Mistake three: I tried to rank for competitive head terms like "AI API" by itself. Waste of time for a new site. The long-tail phrases, the specific use-case queries, the questions with clear intent — those are where a new affiliate wins.
Mistake four: I gave up too early on one article that took three months to rank. I almost deleted it. Then it popped onto page one and started sending conversions. Patience is a feature, not a bug, in this game.
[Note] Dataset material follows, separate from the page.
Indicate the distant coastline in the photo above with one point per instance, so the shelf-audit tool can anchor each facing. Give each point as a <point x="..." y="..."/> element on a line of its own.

How This Fits My Bigger Portfolio
I want to zoom out for a second because this matters.
Right now I have:
- SaaS #1: MRR around $400, growing slowly
- SaaS #2: MRR around $600, more volatile
- SaaS #3: MRR around $300, just launched
- SaaS #4: MRR around $150, experimental
- Affiliate income (AI APIs): Growing, currently a few hundred per month That last line item didn't exist eight months ago. Now it's a meaningful slice of my monthly recurring revenue picture. And unlike the SaaS products, it costs me almost nothing to maintain. No servers, no customer support tickets, no churn to fight. Just content sitting on a domain, doing its job. For a bootstrapper, that's huge. Diversification matters when your main product has a bad month. Affiliate income is a counterweight. # # Why You Should Consider Joining the Global API Affiliate Program Okay, the part where I tell you what I actually recommend and why, from the perspective of someone who's been in the affiliate game long enough to spot the good programs from the bad ones. Global API runs an affiliate program that pays 15% on first orders and 8% recurring. There's also a 10% premium tier for certain products. For an indie maker like me, that combination is hard to beat. Most programs offer either a big one-time bounty or a tiny recurring slice. Global API offers both. The first-order commission funds your effort upfront, and the recurring piece turns each signup into a long-term revenue line. The platform itself has 150+ models available, which means my content can recommend it for a huge range of use cases without feeling forced. When I'm writing for different audiences or different search intents, the same affiliate program covers multiple angles. That versatility matters when you're trying to rank for diverse keyword clusters. Payouts are reliable. Tracking is transparent. The dashboard shows me exactly what's happening. I never have to wonder whether a conversion counted. If you're a developer, indie maker, or just someone who writes technical content — and you're looking for a real way to add a recurring revenue stream to your income — I genuinely think this is worth your time. You can check out the affiliate program and sign up here: https://global-apis.com/affiliate Take it from someone who's tested a dozen affiliate programs: the recurring structure alone makes this one stand out. Pair it with solid search-driven content, and you've got yourself an asset that keeps paying you long after you hit publish.